Il y en a trois, liées entre elles. La première est que cette formation ne doit pas devenir une démarche qui s’intègre dans une activation coercitive des personnes sans travail. Elle ne doit pas pousser les jeunes vers une activité dont ils ne voudraient pas, au risque de leur faire perdre leurs prestations sociales, comme on le voit parfois lors de refus d’offres d’emploi pour les allocataires du revenu de solidarité active. La philosophie du dispositif interdit ce type d’usage par les collectivités territoriales.
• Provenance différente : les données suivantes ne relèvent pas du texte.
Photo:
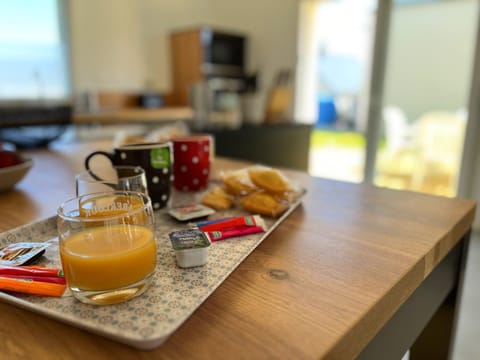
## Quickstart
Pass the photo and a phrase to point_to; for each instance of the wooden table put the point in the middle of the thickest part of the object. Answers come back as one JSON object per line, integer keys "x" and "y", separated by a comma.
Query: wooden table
{"x": 354, "y": 271}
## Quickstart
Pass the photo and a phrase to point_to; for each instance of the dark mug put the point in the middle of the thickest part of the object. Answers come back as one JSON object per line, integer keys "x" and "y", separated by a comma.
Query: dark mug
{"x": 155, "y": 158}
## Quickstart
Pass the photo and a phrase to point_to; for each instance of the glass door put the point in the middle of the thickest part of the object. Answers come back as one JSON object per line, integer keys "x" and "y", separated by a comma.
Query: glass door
{"x": 419, "y": 132}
Deuxièmement, sa vocation est vraiment de cibler les jeunes les plus éloignés de l’emploi et qui pourront, ensuite, s’engager dans des trajectoires individuelles plus qualifiantes. C’est un pied à l’étrier : à la sortie du dispositif, plus de 70 % d’entre eux ont un emploi. Cette condition, et c’est le troisième point, doit perdurer, le risque étant que des personnes qualifiées intègrent l’école et, en conséquence, se disqualifient. Ce type d’expérimentation apporte un contrepoint pratique à l’idée que le destin scolaire scelle le destin professionnel. Si le lien entre les deux n’est plus à démontrer, pour certains publics dans des situations spécifiques, il peut être pertinent de ne pas tout miser tout de suite sur le diplôme afin d’éviter les formes de rejet que ces jeunes ont pu connaître à l’école et dont ils parlent presque tous.

Faut-il revoir la politique de formation professionnelle des jeunes en France ?
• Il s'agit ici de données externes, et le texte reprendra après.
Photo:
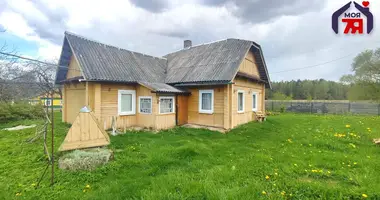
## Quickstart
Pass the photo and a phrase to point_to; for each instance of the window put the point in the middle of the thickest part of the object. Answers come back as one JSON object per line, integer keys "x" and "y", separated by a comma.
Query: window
{"x": 240, "y": 101}
{"x": 206, "y": 101}
{"x": 48, "y": 102}
{"x": 127, "y": 102}
{"x": 166, "y": 105}
{"x": 254, "y": 101}
{"x": 145, "y": 105}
Il faut compléter l’offre existante par des dispositifs plus accessibles à des jeunes très défavorisés. Ensuite, on a besoin d’expérimentations sociales stabilisées comme celle-ci pour questionner les choix collectifs et comprendre les angles morts des politiques d’insertion, qui inscrivent souvent le bénéficiaire, à son corps défendant, dans une condition d’assisté. Dans l’école des « Plombiers du numérique », la présence des employeurs ainsi que la mobilisation d’une équipe de formateurs dédiés crédibilisent la perspective annoncée de trouver un emploi. L’accompagnement ne tourne pas à vide. Par ailleurs, il y a dans cette formation un apprentissage des gestes sur un modèle proche du compagnonnage. A l’heure du tout numérique, c’est une reconnaissance du travail manuel et de la transmission directe de compétences techniques. Ce modèle expérimental met également en évidence l’importance d’une politique de la considération. Les jeunes de moins de 25 ans sont les plus touchés par la pauvreté monétaire, et la crise actuelle ne va rien arranger. Il faut définir des priorités d’action publique, et les jeunes « Neet » ont quelques bonnes raisons d’être considérés comme tels. Il ne suffit pas d’exonérer les entreprises de cotisations sociales pour qu’ils recrutent des jeunes, encore faut-il investir sur des dispositifs qui puissent apporter des solutions. Les « Plombiers du numérique » ne sont qu’une réponse à un problème beaucoup plus large et structurel. Sans compter qu’il ne faut pas opposer l’insertion professionnelle au versement du revenu de solidarité active à partir de 18 ans.

Coauteurs

de L’insertion professionnelle des jeunes non qualifiés (éd. Philantropy &Social Sciences Program/Impala Avenir Développement, 2020), Nadège Vezinat et Nicolas Duvoux sont respectivement maître de conférences en sociologie à l’université de Reims-Champagne-Ardennes et professeur de sociologie à Paris 8, chercheur au Cresppa-LabTop.

Notes

(1) Not in Employment, Education or Training (« ni en emploi, ni en formation, ni en éducation »).